- Origin: New York City, USA
- Genres: Pop, Indie, Rock
- Years active: 1997–present
- Labels: Secret Crush Kitty Litter
- Members: Christoph Gerozissis Stephanie Finucane Rob Keith Craig Van Orsdale

= Baskervilles (musical group) =

Baskervilles are a band made up of Christoph Gerozissis, Rob Keith, Stephanie Finucane and Craig Van Orsdale. Formed in New York City in 1997. They debuted as the Baskervils in 1993 in Tampa, fronted by Laura Taylor. During that time, they ran a self-published label called Baskervinyl Records.

==History==
Taylor left the band in 1997 and the remaining Baskervils moved to New York City. Inspired by the Television Personalities, Blondie, The Kinks, Love, the Left Banke and the French Pop played by DJ Franco at the Vampyros Lesbos party in New York City. They changed their name to Baskervilles and turned their amplifiers down to perform high energy, keyboard driven pop at lower volumes. The lyrics were designed to be simple narratives and open ended romantic stories, many pertaining to New York City.

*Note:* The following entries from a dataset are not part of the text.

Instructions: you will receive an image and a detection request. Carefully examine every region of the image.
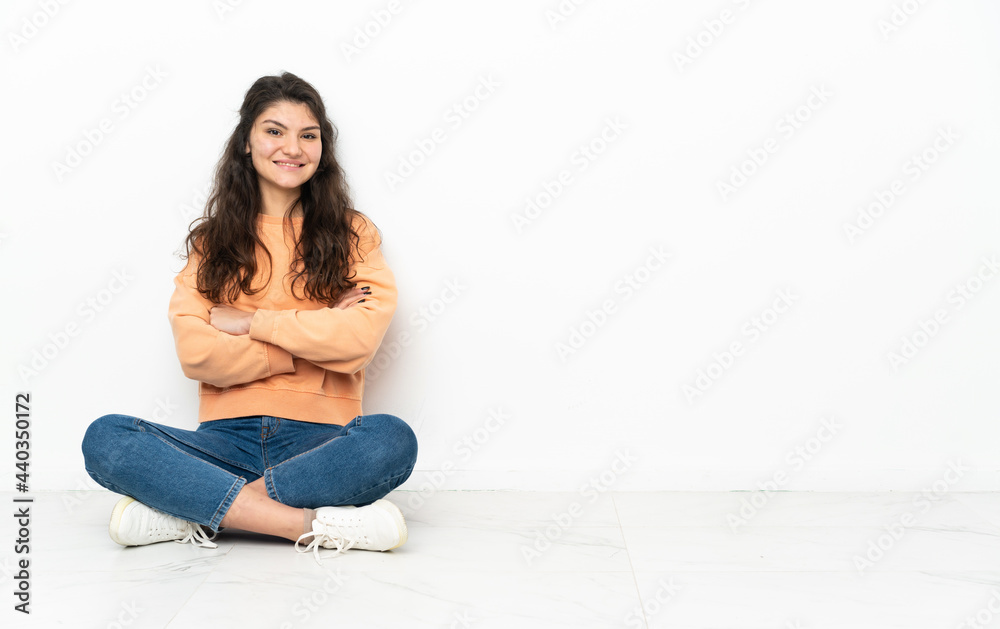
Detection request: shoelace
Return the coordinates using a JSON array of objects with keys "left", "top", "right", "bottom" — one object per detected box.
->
[
  {"left": 176, "top": 524, "right": 219, "bottom": 549},
  {"left": 146, "top": 509, "right": 219, "bottom": 549},
  {"left": 124, "top": 501, "right": 219, "bottom": 549},
  {"left": 295, "top": 517, "right": 369, "bottom": 565}
]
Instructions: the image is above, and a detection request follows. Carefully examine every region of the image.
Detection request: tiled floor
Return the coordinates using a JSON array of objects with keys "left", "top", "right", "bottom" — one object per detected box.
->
[{"left": 3, "top": 490, "right": 999, "bottom": 628}]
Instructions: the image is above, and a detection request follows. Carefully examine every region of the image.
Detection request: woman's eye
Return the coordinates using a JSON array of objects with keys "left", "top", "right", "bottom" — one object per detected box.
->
[
  {"left": 303, "top": 133, "right": 317, "bottom": 140},
  {"left": 267, "top": 129, "right": 280, "bottom": 136}
]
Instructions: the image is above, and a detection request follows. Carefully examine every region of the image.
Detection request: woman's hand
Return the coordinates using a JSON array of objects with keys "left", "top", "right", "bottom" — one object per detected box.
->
[
  {"left": 334, "top": 285, "right": 370, "bottom": 310},
  {"left": 209, "top": 304, "right": 255, "bottom": 335}
]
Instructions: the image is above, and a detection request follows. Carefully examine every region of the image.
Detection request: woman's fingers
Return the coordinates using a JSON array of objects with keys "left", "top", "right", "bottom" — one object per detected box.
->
[{"left": 334, "top": 286, "right": 371, "bottom": 309}]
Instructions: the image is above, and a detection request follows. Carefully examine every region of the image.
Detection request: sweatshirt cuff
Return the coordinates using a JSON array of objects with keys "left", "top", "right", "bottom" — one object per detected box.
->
[
  {"left": 249, "top": 309, "right": 279, "bottom": 344},
  {"left": 250, "top": 309, "right": 295, "bottom": 375},
  {"left": 266, "top": 343, "right": 295, "bottom": 375}
]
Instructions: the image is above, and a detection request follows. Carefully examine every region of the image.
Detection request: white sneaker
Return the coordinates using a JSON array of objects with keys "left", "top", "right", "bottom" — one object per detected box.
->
[
  {"left": 109, "top": 496, "right": 218, "bottom": 549},
  {"left": 295, "top": 499, "right": 407, "bottom": 564}
]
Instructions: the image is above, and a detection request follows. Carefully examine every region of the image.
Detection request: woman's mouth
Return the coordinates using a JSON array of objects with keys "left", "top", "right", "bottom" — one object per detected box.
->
[{"left": 274, "top": 161, "right": 304, "bottom": 169}]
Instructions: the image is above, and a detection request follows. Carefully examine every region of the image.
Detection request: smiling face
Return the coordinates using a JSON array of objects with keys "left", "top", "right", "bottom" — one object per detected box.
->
[{"left": 245, "top": 100, "right": 322, "bottom": 199}]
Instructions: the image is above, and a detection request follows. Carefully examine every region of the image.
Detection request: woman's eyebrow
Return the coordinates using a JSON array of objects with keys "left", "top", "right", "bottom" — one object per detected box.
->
[{"left": 261, "top": 119, "right": 320, "bottom": 132}]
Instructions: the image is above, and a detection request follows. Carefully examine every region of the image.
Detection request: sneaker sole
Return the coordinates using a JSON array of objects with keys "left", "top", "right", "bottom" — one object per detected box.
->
[
  {"left": 373, "top": 499, "right": 408, "bottom": 550},
  {"left": 109, "top": 496, "right": 137, "bottom": 546}
]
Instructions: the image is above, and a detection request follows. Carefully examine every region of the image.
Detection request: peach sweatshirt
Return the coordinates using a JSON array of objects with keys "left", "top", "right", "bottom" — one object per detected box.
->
[{"left": 167, "top": 212, "right": 397, "bottom": 425}]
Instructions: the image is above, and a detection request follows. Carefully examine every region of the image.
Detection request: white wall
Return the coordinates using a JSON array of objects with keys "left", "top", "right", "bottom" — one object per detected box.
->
[{"left": 2, "top": 0, "right": 998, "bottom": 494}]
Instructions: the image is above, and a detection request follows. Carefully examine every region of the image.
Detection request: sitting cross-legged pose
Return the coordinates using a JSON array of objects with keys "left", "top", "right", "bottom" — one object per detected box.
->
[{"left": 81, "top": 71, "right": 417, "bottom": 564}]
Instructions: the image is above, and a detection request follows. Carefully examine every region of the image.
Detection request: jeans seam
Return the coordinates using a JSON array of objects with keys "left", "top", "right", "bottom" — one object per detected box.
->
[
  {"left": 261, "top": 428, "right": 270, "bottom": 471},
  {"left": 264, "top": 419, "right": 353, "bottom": 504},
  {"left": 339, "top": 465, "right": 414, "bottom": 506},
  {"left": 264, "top": 434, "right": 343, "bottom": 503},
  {"left": 84, "top": 466, "right": 126, "bottom": 496},
  {"left": 269, "top": 433, "right": 345, "bottom": 470},
  {"left": 261, "top": 416, "right": 281, "bottom": 469},
  {"left": 136, "top": 429, "right": 246, "bottom": 481},
  {"left": 210, "top": 476, "right": 247, "bottom": 532},
  {"left": 136, "top": 419, "right": 259, "bottom": 476},
  {"left": 265, "top": 467, "right": 281, "bottom": 503}
]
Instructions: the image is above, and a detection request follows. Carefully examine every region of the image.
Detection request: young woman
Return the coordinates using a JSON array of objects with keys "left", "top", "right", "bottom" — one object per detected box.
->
[{"left": 81, "top": 72, "right": 417, "bottom": 564}]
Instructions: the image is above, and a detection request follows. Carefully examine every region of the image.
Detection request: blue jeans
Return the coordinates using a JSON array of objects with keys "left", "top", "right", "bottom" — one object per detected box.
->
[{"left": 81, "top": 413, "right": 418, "bottom": 533}]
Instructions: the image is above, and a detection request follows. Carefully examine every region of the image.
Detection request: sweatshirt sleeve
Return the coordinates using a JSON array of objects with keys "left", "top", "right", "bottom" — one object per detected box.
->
[
  {"left": 246, "top": 217, "right": 397, "bottom": 375},
  {"left": 167, "top": 254, "right": 297, "bottom": 388}
]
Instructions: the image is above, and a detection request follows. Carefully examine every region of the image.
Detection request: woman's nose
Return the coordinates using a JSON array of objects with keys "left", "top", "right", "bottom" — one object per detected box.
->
[{"left": 282, "top": 137, "right": 302, "bottom": 156}]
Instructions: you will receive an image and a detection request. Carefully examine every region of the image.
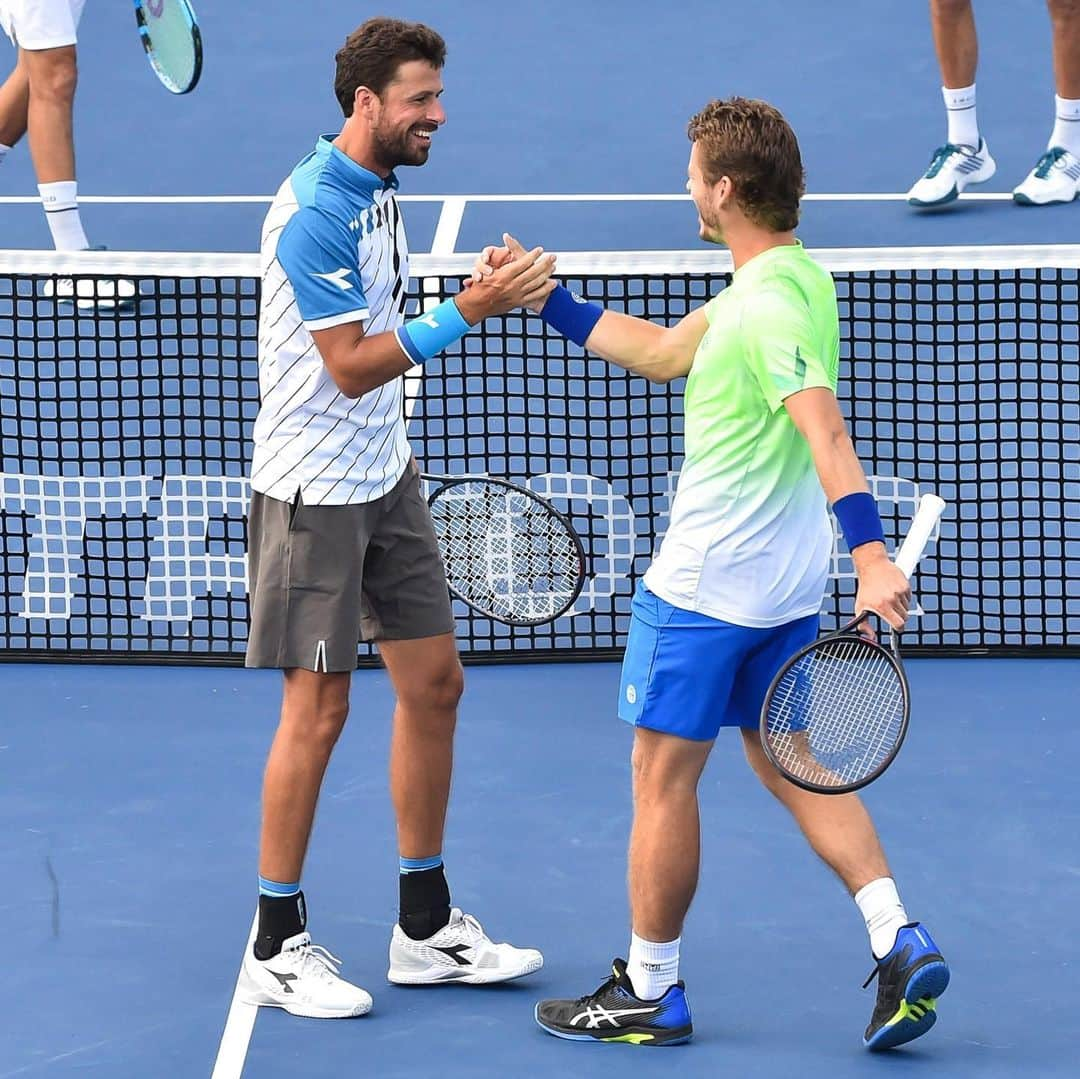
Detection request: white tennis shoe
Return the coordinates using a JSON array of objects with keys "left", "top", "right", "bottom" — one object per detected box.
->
[
  {"left": 907, "top": 140, "right": 996, "bottom": 207},
  {"left": 387, "top": 908, "right": 543, "bottom": 985},
  {"left": 239, "top": 931, "right": 373, "bottom": 1018},
  {"left": 1013, "top": 147, "right": 1080, "bottom": 205}
]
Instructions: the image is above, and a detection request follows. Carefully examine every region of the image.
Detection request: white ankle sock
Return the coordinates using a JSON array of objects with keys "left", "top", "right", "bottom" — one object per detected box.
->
[
  {"left": 1050, "top": 95, "right": 1080, "bottom": 155},
  {"left": 855, "top": 877, "right": 909, "bottom": 960},
  {"left": 39, "top": 180, "right": 89, "bottom": 250},
  {"left": 942, "top": 84, "right": 979, "bottom": 148},
  {"left": 626, "top": 932, "right": 680, "bottom": 1000}
]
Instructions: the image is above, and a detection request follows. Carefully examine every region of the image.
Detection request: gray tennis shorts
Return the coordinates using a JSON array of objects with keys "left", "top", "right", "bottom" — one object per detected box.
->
[{"left": 245, "top": 463, "right": 455, "bottom": 672}]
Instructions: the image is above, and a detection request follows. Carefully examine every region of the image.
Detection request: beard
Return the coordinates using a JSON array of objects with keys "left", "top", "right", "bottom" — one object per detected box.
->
[{"left": 370, "top": 123, "right": 431, "bottom": 172}]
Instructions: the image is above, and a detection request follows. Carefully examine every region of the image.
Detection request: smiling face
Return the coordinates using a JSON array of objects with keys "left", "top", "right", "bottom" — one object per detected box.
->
[{"left": 362, "top": 60, "right": 445, "bottom": 172}]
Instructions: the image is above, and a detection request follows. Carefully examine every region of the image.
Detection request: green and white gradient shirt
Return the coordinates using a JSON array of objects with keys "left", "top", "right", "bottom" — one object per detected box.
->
[{"left": 644, "top": 242, "right": 840, "bottom": 627}]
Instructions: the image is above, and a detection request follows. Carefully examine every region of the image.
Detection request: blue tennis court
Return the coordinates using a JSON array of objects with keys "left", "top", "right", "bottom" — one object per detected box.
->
[{"left": 2, "top": 2, "right": 1078, "bottom": 1077}]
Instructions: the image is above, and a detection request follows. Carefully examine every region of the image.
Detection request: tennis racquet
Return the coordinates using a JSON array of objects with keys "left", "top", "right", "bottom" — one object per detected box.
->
[
  {"left": 134, "top": 0, "right": 202, "bottom": 95},
  {"left": 424, "top": 474, "right": 586, "bottom": 627},
  {"left": 759, "top": 493, "right": 947, "bottom": 795}
]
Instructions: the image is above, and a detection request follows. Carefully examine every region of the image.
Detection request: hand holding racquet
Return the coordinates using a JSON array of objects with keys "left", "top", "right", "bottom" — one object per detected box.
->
[
  {"left": 134, "top": 0, "right": 202, "bottom": 95},
  {"left": 424, "top": 474, "right": 586, "bottom": 627},
  {"left": 759, "top": 494, "right": 947, "bottom": 794}
]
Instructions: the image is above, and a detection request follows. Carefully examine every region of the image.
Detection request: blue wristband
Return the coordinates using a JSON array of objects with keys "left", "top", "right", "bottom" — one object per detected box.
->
[
  {"left": 538, "top": 284, "right": 604, "bottom": 347},
  {"left": 833, "top": 492, "right": 885, "bottom": 552},
  {"left": 395, "top": 297, "right": 471, "bottom": 365}
]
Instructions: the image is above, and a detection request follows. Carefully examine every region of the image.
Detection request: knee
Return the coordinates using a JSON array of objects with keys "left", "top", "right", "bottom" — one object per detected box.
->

From 1997 to 2002, Baskervilles performed a handful of well received shows at the Mercury Lounge in the East Village. During that time, Baskervilles recorded 2 sessions at Mitch Easter's Fidelitorium studio in North Carolina and 1 session at Dubway Studios in New York City. The group made one trip outside of New York City in the summer of 2002 to perform at a museum opening at the Migros Museum in Zurich, Switzerland featuring the artwork of Yayoi Kusama and Michel Auder.

The band took a 2-year hiatus while Stephanie had a baby. Rob Keith and Christoph Gerozissis formed a nocturnal electro group called Autoparty and put out an album called Lumlight. The first Baskervilles show in two years happened at Sin-e’ on November 6, 2003, to celebrate the release of a compilation on Secret Crush Records called Stamp Collecting For Beginners, featuring the Baskervilles song After Work. Secret Crush Records released the first Baskervilles album in spring of 2004 to great acclaim. The band followed up by releasing the punchy new wave inspired Midnight EP in 2005 with a tour of the west coast of the United States.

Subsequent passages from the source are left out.